L’indexation du loyer n’est pas libre puisqu’elle est encadrée par des dispositions d’ordre public (articles L. 112-1 et 112-2 du Code monétaire et financier). En outre, pour le bail commercial, la clause d’échelle mobile ne doit pas faire échec au mécanisme de la révision légale et en particulier à celui de l’article L. 145-39 du Code de commerce qui permet aux parties de faire fixer le loyer à la valeur locative, dès lors que par l’effet de l’indexation il a augmenté ou diminué de plus de 25% par rapport à sa dernière fixation amiable ou judiciaire.

Depuis plusieurs années, les tribunaux sont amenés à apprécier la validité des aménagements de l’indexation au regard de ces dispositions et fixent progressivement la jurisprudence sur cette question.

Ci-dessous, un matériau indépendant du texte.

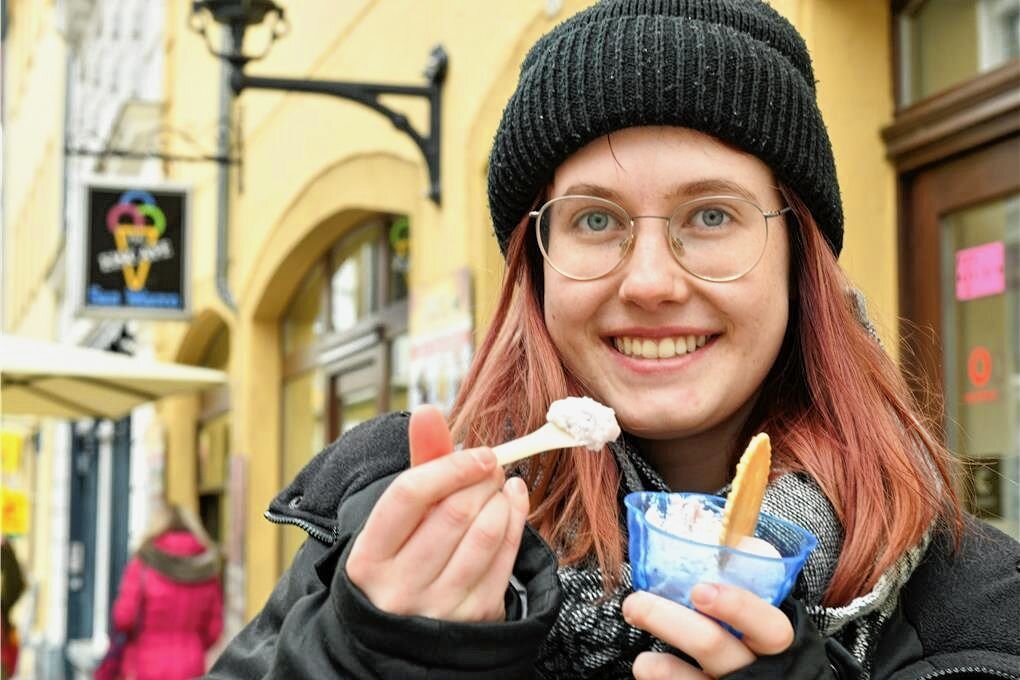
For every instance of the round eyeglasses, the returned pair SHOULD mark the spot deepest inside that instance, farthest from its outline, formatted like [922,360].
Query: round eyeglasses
[714,238]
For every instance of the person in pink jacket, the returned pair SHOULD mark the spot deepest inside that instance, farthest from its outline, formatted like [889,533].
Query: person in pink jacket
[170,602]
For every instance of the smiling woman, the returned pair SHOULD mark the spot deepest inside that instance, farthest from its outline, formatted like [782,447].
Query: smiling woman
[663,190]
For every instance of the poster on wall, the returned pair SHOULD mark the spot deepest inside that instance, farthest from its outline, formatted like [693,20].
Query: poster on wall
[136,250]
[442,340]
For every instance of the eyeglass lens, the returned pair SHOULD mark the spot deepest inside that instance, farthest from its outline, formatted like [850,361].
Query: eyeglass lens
[713,238]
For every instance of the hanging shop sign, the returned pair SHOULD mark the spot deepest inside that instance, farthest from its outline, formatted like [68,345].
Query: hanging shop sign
[136,250]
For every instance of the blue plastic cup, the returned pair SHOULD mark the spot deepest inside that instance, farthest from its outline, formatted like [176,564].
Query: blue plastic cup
[669,565]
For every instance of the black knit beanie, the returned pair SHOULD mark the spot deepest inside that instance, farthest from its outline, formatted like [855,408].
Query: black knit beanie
[735,69]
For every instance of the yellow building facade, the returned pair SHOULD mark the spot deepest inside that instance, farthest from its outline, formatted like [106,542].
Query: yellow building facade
[342,290]
[316,169]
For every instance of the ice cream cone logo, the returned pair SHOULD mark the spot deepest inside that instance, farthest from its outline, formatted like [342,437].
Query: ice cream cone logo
[136,206]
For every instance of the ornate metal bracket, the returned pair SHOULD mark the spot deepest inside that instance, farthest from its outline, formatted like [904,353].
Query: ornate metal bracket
[237,15]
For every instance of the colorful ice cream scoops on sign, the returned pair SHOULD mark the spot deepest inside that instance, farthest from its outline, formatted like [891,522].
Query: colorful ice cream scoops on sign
[136,246]
[136,263]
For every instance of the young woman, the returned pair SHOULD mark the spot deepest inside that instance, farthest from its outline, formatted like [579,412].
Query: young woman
[663,189]
[169,603]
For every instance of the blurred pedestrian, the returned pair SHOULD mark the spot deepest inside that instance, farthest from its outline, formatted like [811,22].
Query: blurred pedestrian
[13,585]
[170,602]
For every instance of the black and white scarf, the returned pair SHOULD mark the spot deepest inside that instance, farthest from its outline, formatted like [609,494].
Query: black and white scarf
[591,639]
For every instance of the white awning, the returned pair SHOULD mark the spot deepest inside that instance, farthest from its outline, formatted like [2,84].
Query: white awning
[40,378]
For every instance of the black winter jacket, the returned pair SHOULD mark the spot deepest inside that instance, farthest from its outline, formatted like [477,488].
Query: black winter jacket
[959,615]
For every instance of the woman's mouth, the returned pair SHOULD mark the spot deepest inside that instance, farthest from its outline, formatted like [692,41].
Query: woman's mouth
[660,348]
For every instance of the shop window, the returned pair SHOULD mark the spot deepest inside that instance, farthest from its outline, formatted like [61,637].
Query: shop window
[213,442]
[944,43]
[304,321]
[345,344]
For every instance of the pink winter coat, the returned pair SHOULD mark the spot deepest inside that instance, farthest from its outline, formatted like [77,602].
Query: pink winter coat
[180,621]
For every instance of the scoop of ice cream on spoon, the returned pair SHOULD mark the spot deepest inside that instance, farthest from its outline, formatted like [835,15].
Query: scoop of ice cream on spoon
[574,421]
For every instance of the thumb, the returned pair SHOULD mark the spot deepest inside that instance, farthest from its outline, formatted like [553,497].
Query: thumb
[428,434]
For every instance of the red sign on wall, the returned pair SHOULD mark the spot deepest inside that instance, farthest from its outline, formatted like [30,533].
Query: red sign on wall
[980,270]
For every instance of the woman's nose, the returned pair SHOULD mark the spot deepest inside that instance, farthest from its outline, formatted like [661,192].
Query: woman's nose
[651,273]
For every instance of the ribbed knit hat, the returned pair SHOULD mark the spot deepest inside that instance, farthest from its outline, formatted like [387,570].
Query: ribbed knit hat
[735,69]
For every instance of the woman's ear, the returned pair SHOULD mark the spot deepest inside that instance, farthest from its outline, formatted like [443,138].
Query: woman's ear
[860,307]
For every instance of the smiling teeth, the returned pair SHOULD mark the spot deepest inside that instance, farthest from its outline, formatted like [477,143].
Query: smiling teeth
[663,348]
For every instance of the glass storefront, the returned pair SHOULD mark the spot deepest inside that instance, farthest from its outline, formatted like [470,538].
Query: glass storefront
[980,273]
[948,42]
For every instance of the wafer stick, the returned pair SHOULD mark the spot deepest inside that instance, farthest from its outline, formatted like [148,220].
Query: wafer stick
[740,517]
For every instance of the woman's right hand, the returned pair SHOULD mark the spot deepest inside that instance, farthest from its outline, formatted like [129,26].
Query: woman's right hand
[442,539]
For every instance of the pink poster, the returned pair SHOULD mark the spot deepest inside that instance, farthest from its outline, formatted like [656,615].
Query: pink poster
[980,270]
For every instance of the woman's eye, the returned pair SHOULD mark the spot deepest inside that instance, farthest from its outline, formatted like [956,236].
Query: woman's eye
[597,221]
[710,217]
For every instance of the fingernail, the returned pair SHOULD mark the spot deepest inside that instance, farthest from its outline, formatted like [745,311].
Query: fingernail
[626,609]
[704,594]
[517,486]
[485,457]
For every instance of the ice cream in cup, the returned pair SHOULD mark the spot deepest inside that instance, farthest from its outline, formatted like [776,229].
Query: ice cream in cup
[674,543]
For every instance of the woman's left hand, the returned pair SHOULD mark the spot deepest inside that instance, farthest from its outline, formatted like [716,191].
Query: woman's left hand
[766,631]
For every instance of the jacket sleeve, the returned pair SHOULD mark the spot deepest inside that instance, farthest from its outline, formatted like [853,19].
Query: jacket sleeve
[125,608]
[318,625]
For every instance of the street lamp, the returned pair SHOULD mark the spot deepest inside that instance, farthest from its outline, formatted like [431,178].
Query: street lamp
[236,15]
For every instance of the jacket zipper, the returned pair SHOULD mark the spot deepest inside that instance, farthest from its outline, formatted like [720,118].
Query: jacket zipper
[947,672]
[311,529]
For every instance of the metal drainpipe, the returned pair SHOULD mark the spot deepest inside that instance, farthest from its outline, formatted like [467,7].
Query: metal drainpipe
[223,178]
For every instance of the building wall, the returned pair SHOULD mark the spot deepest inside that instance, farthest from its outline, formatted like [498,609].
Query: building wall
[33,82]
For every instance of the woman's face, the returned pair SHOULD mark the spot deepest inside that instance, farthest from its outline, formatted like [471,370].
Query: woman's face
[650,298]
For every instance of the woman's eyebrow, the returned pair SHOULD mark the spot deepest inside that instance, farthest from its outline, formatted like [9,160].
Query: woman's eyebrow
[715,186]
[584,189]
[711,187]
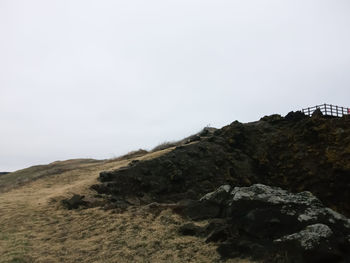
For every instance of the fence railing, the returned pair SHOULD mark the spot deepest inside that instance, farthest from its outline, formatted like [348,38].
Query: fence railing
[328,109]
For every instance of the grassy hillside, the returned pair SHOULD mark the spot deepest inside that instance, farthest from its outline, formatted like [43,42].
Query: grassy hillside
[17,178]
[34,227]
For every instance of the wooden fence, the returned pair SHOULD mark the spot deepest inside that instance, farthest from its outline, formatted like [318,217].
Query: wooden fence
[328,109]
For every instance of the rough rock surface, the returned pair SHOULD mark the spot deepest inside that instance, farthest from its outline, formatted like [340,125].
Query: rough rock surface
[268,222]
[295,152]
[74,202]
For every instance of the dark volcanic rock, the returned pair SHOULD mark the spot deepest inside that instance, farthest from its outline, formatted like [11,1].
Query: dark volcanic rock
[261,221]
[297,153]
[74,202]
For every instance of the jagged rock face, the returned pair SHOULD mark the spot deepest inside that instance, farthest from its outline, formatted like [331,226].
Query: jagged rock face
[268,222]
[297,153]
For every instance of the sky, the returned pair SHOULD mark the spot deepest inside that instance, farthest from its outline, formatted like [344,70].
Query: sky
[97,79]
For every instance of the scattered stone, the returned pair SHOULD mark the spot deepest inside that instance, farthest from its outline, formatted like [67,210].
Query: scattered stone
[74,202]
[261,221]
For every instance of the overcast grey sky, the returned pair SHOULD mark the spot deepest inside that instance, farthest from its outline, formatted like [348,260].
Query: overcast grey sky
[97,79]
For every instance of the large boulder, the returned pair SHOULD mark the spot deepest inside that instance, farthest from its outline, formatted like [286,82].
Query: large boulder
[262,221]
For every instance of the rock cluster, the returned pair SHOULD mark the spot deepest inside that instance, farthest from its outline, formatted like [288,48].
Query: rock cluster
[270,224]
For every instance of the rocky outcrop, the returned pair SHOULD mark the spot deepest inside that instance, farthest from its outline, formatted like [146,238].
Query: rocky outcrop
[296,152]
[270,224]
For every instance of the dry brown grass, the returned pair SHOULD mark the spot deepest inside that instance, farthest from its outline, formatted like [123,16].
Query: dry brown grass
[35,228]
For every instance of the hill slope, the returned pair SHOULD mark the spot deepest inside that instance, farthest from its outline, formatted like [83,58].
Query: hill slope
[34,227]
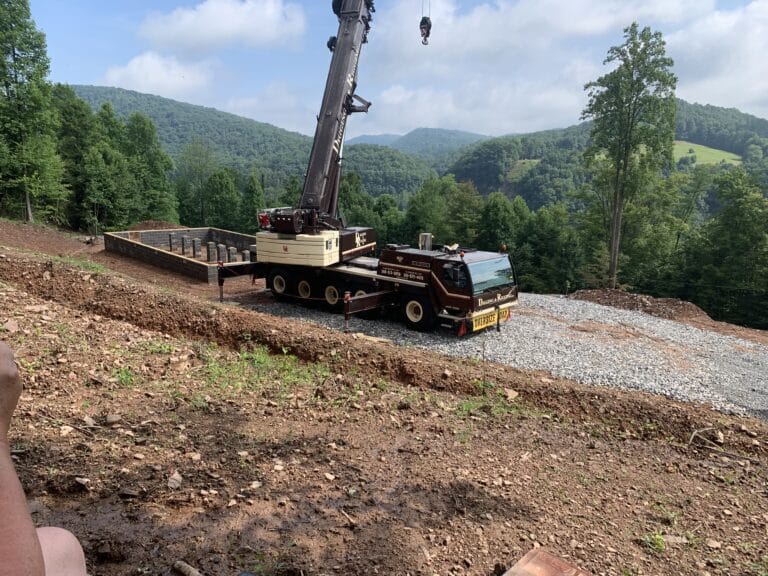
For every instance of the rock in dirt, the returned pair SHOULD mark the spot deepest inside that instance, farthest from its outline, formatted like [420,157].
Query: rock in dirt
[185,569]
[174,482]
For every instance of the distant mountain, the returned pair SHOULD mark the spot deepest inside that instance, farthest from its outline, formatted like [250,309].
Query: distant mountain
[721,128]
[245,144]
[238,142]
[434,143]
[377,139]
[384,170]
[437,146]
[542,167]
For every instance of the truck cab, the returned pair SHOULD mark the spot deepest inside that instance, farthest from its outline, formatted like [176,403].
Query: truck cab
[464,289]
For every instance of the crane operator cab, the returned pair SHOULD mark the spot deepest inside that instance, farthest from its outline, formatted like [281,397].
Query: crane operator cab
[426,27]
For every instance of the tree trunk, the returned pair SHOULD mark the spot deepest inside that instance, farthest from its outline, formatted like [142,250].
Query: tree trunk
[28,204]
[613,263]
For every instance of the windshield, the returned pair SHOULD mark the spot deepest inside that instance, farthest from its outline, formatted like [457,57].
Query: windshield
[490,274]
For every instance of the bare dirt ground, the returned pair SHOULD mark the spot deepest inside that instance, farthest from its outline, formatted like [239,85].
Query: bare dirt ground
[160,426]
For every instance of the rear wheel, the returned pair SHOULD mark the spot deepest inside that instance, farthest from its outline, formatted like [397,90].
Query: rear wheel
[333,296]
[304,288]
[418,313]
[278,281]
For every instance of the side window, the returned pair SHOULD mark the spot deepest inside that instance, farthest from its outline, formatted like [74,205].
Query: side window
[455,276]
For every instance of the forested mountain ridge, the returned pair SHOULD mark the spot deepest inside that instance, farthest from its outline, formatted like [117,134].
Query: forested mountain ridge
[542,167]
[722,128]
[241,143]
[246,145]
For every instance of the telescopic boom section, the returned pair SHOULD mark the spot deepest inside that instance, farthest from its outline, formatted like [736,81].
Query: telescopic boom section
[319,201]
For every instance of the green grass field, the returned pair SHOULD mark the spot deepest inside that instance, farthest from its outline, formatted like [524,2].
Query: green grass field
[704,154]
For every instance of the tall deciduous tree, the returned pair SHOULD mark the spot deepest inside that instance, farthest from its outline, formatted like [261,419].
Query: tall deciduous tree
[32,171]
[633,108]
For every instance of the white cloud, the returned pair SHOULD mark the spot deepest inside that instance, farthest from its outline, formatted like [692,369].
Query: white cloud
[507,66]
[279,105]
[164,76]
[214,24]
[720,59]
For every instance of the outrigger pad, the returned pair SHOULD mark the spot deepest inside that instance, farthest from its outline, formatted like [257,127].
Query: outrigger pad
[538,562]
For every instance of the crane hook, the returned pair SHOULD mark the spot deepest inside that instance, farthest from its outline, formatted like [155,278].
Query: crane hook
[426,27]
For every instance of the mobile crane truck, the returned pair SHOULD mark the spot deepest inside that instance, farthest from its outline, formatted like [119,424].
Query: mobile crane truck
[309,254]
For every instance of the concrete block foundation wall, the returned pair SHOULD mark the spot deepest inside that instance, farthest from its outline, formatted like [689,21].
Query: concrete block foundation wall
[163,248]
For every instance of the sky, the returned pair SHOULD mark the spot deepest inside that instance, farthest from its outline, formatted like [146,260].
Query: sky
[493,67]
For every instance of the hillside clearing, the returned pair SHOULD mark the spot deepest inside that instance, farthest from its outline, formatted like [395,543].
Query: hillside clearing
[300,450]
[704,154]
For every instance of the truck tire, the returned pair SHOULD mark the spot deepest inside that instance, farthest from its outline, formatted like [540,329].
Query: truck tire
[279,281]
[333,296]
[304,288]
[418,313]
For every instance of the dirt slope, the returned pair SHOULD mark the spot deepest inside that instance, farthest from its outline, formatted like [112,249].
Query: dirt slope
[157,427]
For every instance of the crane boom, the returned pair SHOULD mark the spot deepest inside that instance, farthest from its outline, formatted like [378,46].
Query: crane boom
[318,209]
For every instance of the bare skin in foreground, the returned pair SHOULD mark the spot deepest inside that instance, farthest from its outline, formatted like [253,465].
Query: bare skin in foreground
[25,551]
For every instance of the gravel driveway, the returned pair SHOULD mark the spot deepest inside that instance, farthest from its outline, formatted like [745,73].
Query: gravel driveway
[598,345]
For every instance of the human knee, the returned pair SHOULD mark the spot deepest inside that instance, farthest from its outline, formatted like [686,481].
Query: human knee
[62,552]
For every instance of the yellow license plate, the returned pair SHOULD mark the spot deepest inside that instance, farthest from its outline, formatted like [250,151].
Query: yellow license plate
[490,319]
[484,321]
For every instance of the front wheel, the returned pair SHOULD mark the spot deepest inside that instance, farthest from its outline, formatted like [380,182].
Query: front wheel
[333,296]
[278,281]
[418,313]
[304,288]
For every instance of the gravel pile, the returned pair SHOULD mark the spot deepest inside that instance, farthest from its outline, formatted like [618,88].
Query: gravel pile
[596,344]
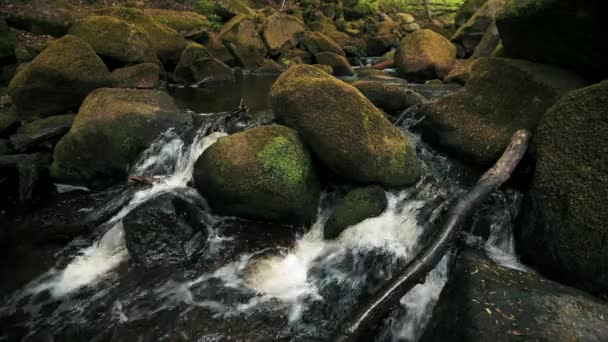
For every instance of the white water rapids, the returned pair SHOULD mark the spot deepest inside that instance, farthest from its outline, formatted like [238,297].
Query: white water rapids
[305,279]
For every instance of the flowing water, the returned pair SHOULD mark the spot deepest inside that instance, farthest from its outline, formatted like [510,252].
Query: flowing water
[256,281]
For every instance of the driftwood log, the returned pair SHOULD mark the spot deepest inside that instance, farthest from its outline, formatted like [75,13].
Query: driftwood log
[379,305]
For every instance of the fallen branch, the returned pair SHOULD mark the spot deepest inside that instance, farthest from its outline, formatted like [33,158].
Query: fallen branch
[416,271]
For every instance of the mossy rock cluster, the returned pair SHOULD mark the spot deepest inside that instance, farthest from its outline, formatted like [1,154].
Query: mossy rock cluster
[357,205]
[263,173]
[425,54]
[197,64]
[344,130]
[59,78]
[114,40]
[562,229]
[111,129]
[565,33]
[501,96]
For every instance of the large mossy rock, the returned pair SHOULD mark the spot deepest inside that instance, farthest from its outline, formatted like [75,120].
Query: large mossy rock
[59,78]
[470,34]
[425,54]
[197,64]
[563,227]
[501,96]
[111,129]
[356,206]
[344,130]
[166,42]
[281,32]
[486,302]
[186,24]
[241,37]
[567,33]
[263,173]
[114,40]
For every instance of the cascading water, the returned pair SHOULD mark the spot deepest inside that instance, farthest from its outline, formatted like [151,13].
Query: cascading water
[297,289]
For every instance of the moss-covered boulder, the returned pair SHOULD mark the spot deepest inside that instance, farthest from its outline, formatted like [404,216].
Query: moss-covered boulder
[566,33]
[240,35]
[263,173]
[53,17]
[316,42]
[198,64]
[114,40]
[111,129]
[470,34]
[391,98]
[59,78]
[344,130]
[356,206]
[186,24]
[281,31]
[338,63]
[166,42]
[8,42]
[562,228]
[425,54]
[141,76]
[501,96]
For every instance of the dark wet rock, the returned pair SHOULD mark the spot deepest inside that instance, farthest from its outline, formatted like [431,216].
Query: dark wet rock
[169,229]
[241,37]
[477,123]
[486,302]
[562,228]
[187,24]
[391,98]
[111,129]
[425,54]
[470,34]
[281,31]
[197,64]
[566,33]
[339,64]
[59,78]
[262,173]
[344,130]
[141,76]
[357,205]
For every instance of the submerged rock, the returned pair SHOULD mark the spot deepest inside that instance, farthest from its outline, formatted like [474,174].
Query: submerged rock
[59,78]
[111,129]
[566,33]
[262,173]
[486,302]
[166,230]
[197,64]
[425,54]
[344,130]
[357,205]
[501,96]
[562,228]
[142,76]
[114,40]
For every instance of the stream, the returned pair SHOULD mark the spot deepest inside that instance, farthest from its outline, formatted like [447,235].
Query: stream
[256,281]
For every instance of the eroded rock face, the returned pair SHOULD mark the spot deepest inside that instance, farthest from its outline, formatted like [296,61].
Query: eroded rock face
[566,33]
[344,130]
[476,124]
[166,230]
[425,54]
[562,227]
[111,129]
[59,78]
[262,173]
[483,302]
[114,39]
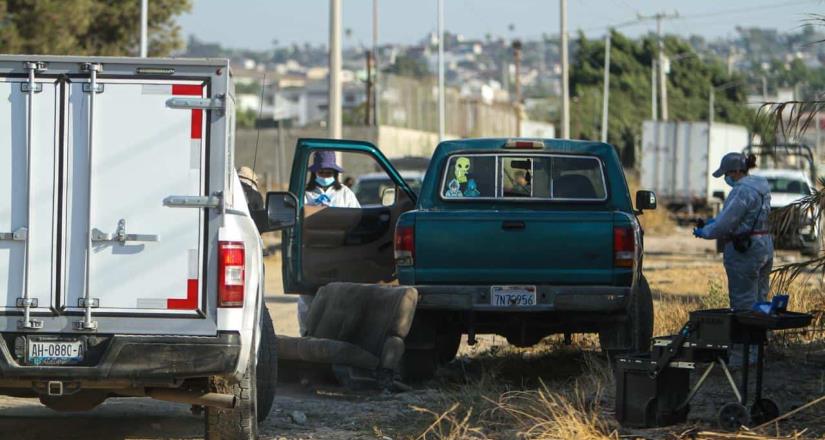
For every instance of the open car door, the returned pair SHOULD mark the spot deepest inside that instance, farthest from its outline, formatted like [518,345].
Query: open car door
[331,243]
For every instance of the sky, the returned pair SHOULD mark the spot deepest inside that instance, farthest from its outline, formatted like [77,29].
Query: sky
[256,24]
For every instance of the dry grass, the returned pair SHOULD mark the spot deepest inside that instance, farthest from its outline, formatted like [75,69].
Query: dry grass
[554,391]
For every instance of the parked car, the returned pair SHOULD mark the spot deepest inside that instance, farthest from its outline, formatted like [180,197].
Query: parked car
[518,238]
[787,187]
[129,262]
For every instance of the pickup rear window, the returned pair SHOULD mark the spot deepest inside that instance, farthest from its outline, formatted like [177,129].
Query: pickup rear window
[524,177]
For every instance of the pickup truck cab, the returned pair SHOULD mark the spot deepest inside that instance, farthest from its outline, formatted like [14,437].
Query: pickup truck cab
[130,264]
[521,238]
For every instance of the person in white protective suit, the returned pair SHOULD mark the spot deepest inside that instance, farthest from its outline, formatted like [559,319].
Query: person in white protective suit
[743,226]
[324,189]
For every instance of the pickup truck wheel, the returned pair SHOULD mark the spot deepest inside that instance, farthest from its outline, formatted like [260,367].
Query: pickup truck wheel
[241,422]
[267,370]
[632,335]
[419,364]
[446,343]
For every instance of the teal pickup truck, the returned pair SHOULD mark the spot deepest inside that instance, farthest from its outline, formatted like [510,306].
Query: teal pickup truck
[520,238]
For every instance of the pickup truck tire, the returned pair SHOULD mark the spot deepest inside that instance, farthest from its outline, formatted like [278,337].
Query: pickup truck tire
[446,343]
[267,369]
[419,364]
[241,422]
[421,353]
[632,335]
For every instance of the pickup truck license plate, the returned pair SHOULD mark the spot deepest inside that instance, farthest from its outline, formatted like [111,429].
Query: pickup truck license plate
[513,296]
[54,352]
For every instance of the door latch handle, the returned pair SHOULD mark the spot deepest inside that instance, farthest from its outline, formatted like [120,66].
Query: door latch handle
[121,236]
[512,225]
[21,234]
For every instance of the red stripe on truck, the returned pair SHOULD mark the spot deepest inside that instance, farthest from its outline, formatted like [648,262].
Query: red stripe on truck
[197,124]
[191,300]
[187,89]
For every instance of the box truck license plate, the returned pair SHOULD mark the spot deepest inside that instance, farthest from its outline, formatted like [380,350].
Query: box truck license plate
[513,296]
[55,352]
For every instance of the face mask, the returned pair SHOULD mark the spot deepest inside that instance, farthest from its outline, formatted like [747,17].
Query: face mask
[324,181]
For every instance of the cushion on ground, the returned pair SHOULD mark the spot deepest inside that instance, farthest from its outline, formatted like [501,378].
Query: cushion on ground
[360,325]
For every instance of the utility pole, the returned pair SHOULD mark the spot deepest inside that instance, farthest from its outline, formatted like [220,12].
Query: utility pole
[565,85]
[711,103]
[660,60]
[368,102]
[517,61]
[654,110]
[334,108]
[441,104]
[144,18]
[375,96]
[606,93]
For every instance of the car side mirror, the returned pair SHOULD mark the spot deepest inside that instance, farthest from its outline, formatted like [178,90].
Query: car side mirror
[281,212]
[645,200]
[388,197]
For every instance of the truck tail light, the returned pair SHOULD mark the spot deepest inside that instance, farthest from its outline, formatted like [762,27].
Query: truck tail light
[624,246]
[405,245]
[231,259]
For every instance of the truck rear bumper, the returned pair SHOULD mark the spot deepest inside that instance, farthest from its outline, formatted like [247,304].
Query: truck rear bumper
[598,299]
[137,360]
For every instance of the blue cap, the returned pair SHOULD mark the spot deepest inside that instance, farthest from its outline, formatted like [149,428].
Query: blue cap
[325,159]
[731,162]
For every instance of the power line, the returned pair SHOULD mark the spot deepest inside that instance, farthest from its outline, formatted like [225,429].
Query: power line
[713,14]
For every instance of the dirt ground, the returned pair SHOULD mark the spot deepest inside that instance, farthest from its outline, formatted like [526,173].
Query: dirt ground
[676,265]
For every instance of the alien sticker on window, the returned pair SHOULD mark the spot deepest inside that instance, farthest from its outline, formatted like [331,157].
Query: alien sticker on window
[453,189]
[462,169]
[463,183]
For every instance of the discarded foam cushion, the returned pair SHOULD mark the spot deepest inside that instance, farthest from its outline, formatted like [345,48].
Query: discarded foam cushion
[357,325]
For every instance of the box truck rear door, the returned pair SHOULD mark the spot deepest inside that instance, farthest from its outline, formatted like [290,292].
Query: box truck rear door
[28,196]
[132,253]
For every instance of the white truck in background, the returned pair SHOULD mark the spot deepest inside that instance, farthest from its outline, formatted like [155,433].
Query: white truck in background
[678,159]
[129,262]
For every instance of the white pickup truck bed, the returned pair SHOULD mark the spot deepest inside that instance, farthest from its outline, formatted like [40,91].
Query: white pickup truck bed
[117,212]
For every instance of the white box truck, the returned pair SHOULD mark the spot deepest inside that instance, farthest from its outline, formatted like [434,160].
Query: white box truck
[678,159]
[129,262]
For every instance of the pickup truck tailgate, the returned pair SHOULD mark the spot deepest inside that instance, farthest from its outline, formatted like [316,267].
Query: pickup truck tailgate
[495,247]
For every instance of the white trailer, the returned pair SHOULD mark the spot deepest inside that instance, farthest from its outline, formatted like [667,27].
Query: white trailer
[678,159]
[129,262]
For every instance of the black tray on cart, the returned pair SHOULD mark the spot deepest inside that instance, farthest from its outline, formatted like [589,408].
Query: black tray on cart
[691,351]
[777,321]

Ainsi, à peine a-t-elle été approuvée par la Cour de cassation d’avoir invalidé une clause d’indexation ne jouant qu’à la hausse (Civ. 3ème, 14 janvier 2016, pourvoi 14-24.681), que la Cour d’appel de Paris vient de rendre deux arrêts le même jour sur la validité de clauses comportant un encadrement spécifique de l’évolution du loyer.

La Cour sanctionne en premier lieu la clause prévoyant que le loyer est indexé sur la hausse annuelle de l’ICC sans que la majoration annuelle puisse être inférieure à 2%, dès lors qu’elle organise une augmentation forfaitaire, en dehors de toute référence indiciaire, prohibée par l’article L. 112-1 du Code monétaire et financier (CA Paris, Pôle 5, ch. 2, 20 janvier 2016, RG n°13/21626, Sté Altaréa c. Sté The Boston Consulting Group).

Elle ne retient en revanche aucun grief à l’encontre de la clause qui limite la variation du loyer, en cas de baisse de l’indice, au montant du loyer initialement convenu (CA Paris, Pôle 5, ch. 2, 20 janvier 2016, RG n°13/17680, Sté Régus c. Sté 68 Faubourg). On signalera toutefois que cette dernière clause est jugée non écrite pour deux autres motifs : (i) l’un tenant au mécanisme contractuel de variation annuelle du loyer selon une formule mathématique qui assure une augmentation systématique du loyer même en cas de baisse de l’indice, (ii) l’autre résultant de la référence dans l’avenant modificatif du loyer à l’indice fixe applicable à la signature du bail. Or, si la Cour de cassation reconnaît la validité de principe de la clause d’indexation comportant un indice de base immuable (Cass. 3ème civ., 3 décembre 2014, pourvoi 13-25.034), elle réserve l’hypothèse où son application organiserait une distorsion effective entre les intervalles de variation de l’indice et du loyer. C’est notamment le cas d’un avenant modificatif du loyer intervenu en 2007 qui conserve la clause d’indexation du bail initial faisant référence à un indice de base immuable publié en 2003 (Civ. 3ème, 25 février 2016, pourvoi 14-28.165).